The effect of two-temperature post-shock accretion flow on the linear polarization pulse in magnetic cataclysmic variables

TL;DR

This study compares the polarized radiation from one- and two-temperature models of post-shock accretion flows in magnetic cataclysmic variables, highlighting the importance of two-temperature modeling for accurate polarization predictions.

Contribution

It introduces a detailed analysis of how two-temperature hydrodynamics affects polarization signals in mCVs, emphasizing the need for two-temperature models in polarization studies.

Findings

Two-temperature flows can produce different polarization pulse patterns than one-temperature flows.

Modeling two-temperature flows is crucial for accurate polarization predictions in ultraviolet observations.

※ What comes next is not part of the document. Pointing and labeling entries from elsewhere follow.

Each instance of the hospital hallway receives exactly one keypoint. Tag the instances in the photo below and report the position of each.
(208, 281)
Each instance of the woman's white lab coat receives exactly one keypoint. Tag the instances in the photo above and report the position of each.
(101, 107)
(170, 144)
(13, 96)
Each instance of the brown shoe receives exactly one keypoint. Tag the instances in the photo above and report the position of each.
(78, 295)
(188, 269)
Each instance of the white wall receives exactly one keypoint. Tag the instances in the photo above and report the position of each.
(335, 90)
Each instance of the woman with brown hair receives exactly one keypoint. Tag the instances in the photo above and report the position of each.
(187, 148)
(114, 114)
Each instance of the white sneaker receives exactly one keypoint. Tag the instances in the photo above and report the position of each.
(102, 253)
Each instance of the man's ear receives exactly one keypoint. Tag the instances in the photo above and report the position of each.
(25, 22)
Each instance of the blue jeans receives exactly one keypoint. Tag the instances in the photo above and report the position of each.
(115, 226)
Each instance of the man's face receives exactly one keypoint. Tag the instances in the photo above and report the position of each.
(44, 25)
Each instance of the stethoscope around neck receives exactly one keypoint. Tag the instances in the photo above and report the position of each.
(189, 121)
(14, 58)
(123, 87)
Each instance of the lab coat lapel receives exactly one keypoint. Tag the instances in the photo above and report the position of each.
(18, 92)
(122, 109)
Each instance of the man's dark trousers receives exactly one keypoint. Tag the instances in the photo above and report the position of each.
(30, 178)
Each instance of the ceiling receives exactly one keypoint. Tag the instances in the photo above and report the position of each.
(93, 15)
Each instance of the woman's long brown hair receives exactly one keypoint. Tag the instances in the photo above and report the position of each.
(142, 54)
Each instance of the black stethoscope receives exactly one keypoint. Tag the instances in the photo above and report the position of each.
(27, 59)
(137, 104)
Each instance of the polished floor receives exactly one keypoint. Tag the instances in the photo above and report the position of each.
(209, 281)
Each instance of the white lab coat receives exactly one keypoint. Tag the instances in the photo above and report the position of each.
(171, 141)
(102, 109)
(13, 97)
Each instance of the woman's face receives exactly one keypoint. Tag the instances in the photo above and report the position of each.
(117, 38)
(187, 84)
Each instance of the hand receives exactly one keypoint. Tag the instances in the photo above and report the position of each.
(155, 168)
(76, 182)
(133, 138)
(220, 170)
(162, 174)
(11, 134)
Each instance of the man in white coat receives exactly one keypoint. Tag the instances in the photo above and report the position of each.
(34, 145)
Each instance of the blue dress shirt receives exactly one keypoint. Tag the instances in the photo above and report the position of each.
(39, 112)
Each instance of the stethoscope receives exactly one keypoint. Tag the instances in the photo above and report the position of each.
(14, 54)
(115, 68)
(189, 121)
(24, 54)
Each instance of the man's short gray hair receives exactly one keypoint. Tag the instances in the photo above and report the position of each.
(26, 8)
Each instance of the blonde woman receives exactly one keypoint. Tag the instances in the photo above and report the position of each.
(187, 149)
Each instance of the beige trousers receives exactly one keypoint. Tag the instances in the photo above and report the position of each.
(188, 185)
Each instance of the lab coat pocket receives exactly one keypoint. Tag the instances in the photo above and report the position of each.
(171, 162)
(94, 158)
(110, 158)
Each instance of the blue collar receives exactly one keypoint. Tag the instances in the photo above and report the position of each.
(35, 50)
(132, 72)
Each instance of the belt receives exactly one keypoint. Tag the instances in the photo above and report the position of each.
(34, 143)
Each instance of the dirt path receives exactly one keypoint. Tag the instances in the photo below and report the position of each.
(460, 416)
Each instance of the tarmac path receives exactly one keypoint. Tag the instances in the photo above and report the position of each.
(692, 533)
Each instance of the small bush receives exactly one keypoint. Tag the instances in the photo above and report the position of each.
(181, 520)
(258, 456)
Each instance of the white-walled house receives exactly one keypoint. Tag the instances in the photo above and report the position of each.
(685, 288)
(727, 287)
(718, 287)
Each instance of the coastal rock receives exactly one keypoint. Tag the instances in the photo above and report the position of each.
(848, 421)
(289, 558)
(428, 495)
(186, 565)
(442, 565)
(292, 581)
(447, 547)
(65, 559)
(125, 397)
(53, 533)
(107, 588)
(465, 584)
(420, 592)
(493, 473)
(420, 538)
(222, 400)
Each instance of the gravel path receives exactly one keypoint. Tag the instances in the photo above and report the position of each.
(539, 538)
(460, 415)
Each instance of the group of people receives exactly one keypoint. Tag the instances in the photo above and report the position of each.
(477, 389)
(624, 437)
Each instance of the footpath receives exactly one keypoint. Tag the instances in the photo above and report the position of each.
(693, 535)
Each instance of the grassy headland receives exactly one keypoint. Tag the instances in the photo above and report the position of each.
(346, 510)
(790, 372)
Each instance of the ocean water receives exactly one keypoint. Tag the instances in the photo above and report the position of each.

Circular polarization predictions are similar between models, but linear polarization pulses differ significantly.

Abstract

The temperatures of electrons and ions in the post-shock accretion region of a magnetic cataclysmic variable (mCV) will be equal at sufficiently high mass flow rates or for sufficiently weak magnetic fields. At lower mass flow rates or in stronger magnetic fields, efficient cyclotron cooling will cool the electrons faster than the electrons can cool the ions and a two-temperature flow will result. Here we investigate the differences in polarized radiation expected from mCV post-shock accretion columns modeled with one- and two-temperature hydrodynamics. In an mCV model with one accretion region, a magnetic field >~30 MG and a specific mass flow rate of ~0.5 g/cm/cm/s, along with a relatively generic geometric orientation of the system, we find that in the ultraviolet either a single linear polarization pulse per binary orbit or two pulses per binary orbit can be expected, depending on the accretion column hydrodynamic structure (one- or two-temperature) modeled. Under conditions where the physical flow is two-temperature, one pulse per orbit is predicted from a single accretion region where a one-temperature model predicts two pulses. The intensity light curves show similar pulse behavior but there is very little difference between the circular polarization predictions of one- and two-temperature models. Such discrepancies indicate that it is important to model some aspect of two-temperature flow in indirect imaging procedures, like Stokes imaging, especially at the edges of extended accretion regions, were the specific mass flow is low, and especially for ultraviolet data.